El viernes 13 de marzo de 2020 es una fecha que no se olvidará en la memoria social española. Un bicho raro se metió en nuestra vida con naturalidad. Lo más significativo no fue su aparición sino la propagación. Dieciocho días después, las cifras siguen disparadas aunque la agresividad haya reducido. La quiniela de la vida es una cadena de equis darwinianas que no puede evitar el llanto y la impotencia. La frialdad numérica lo dice todo: España alberga 85.195 contagiados, 7.340 muertos y, esto es lo bueno, 16.780 altas. La batalla contra el coronavirus es una guerra de cifras. Sólo existe una salvedad en este goteo: los desertores a la ley del confinamiento.
La rutina prolonga una vida en angustia, las plataformas de vídeo a la carta están acelerando una muerte cerebral mientras los aplausos repican a las ocho de la tarde como resistencia y homenaje. Hola y adiós. Gracias y hasta siempre. La convivencia ya no permanece inmóvil ante el gran hermano morboso ni cocineros superdotados, cada vez más jóvenes, ni citas espontáneas. Cómo ocupar el tiempo es una preocupación que ya no divierte. La repetición come la improvisación excepto a la muerte, que no planifica. El ocio infinito mira de reojo al nerviosismo. Morir y vivir son verbos en presente continuo cada vez más permanente. La muerte ajena se teme tanto como la propia. No es un paso hacia la eternidad sino una ejecución por falta de medios.

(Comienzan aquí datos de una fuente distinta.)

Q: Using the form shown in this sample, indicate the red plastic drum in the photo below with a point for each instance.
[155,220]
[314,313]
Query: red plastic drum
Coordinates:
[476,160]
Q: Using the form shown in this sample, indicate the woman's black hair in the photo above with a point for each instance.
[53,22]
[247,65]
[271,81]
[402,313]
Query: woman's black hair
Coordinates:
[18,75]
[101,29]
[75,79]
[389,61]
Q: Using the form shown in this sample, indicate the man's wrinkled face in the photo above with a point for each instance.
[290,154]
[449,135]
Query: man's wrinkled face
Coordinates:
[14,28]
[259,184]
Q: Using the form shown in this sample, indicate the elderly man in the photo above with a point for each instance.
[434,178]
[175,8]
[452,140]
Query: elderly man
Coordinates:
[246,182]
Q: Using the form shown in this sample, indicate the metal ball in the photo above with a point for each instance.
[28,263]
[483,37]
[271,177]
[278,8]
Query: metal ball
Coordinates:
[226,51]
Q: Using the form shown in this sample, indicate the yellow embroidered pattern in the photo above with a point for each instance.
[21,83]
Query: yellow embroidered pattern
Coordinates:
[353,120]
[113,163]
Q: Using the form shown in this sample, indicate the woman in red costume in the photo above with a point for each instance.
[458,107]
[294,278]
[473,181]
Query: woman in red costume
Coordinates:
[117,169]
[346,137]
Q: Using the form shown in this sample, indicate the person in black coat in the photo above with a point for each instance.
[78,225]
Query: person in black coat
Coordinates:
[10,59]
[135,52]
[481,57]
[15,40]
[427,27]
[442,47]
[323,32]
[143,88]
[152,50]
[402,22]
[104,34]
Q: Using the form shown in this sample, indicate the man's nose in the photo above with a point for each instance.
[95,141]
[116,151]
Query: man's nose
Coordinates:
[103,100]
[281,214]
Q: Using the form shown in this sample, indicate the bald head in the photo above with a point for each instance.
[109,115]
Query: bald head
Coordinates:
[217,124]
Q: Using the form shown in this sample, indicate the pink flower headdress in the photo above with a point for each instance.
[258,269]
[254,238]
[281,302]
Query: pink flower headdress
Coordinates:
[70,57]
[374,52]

Otro fiambre víctima del coronavirus nos pone más cerca del precipicio aunque nos lavemos las manos cien veces al día.
Las deficiencias administrativas son más letales que la COVID-19 y ahí están, dando el callo sin desaliento. Su gestión descoordinada propaga el abucheo hacia los políticos. Los galácticos del deporte también son blanco del coronavirus en su modalidad ERTE. El hombre moderno se refugia en las preocupaciones; proyectamos sueños inalcanzables; somos atletas de élite en la carrera de la zanahoria y el burro. No está preparado para aburrirse. Hasta ahora, hemos vivido con la inseguridad de poder encontrar algo menos malo; todo se ha estancado. Hemos dilapidado el tiempo comprando impactos de juventud sin mirar a los viejos que teníamos a nuestro lado; sin vernos a nosotros mismos en ellos. La vida es corta y el final nos pone a todos en el mismo lugar de la carrera. El coronavirus no es clasista mientras nos acerca la muerte. Lo ha cambiado todo: primero lo vimos lejano porque, pensamos, China es otro mundo. Se convirtió en un Marco Polo oriental que, en vez de aprender, venía a enseñar (sus dientes). Y le gustamos: algo bueno deberemos tener, digo yo. El coronavirus lo ha cambiado todo: La multiplicación bíblica de los panes está siendo una expansión apocalíptica del microbio.
No entiende de justicia ni injusticia: es ciego en su objetivo. Permite que nos miremos de igual a igual poniendo a cada uno en su sitio. Una epidemia global nos ha mostrado que nadie es más que nadie ante la vida y la muerte. La acción salvaje del coronavirus alberga una interpretación positiva: no distingue clases sociales. El rico no se puede defender mejor que el pobre aunque las condiciones sociales ayudan en la defensa o desprotección. No por comer más bío vamos a estar más protegidos ni por hacer tablas gimnásticas en nuestros aparatos de última generación, comprados en el supermercado que vende de todo. El coronavirus no mira tu cuenta corriente ni pregunta por el dinero que tienes en Suiza; tampoco se fija en los metros cuadrados de tu casa ni en la cilindrada del coche o si posees uno para las fiestas y otro para las excursiones campestres. Es solidario con todos: no se enamora de los guapos ni rechaza a los feos y viceversa. No le interesan las ideas políticas (izquierdas, derechas, centros, centroizquierdas, centroderechas, moderados, euroescépticos, ácratas, ultras). Este hombre del saco no desprecia a nadie, sólo distingue entre vulnerables y fuertes. Nos ha enseñado lo pequeños y débiles que somos junto al poder de su menudencia.
Un sabio hacía meditación en su cueva oscura mientras repetía una y otra vez: ¿para qué prolongar mi estancia si he vivido más de lo que quería? Morir en manos del coronavirus no es justo pero respirar, comer o mearte los pañales sin una respuesta sensitiva, tampoco. A partir de ahora, ¿surcaremos el momento sin besos ni abrazos por miedo al contagio? El vivo, respira; el muerto, quita el aliento y el coronavirus no deja vivir ni morir en paz. A nadie.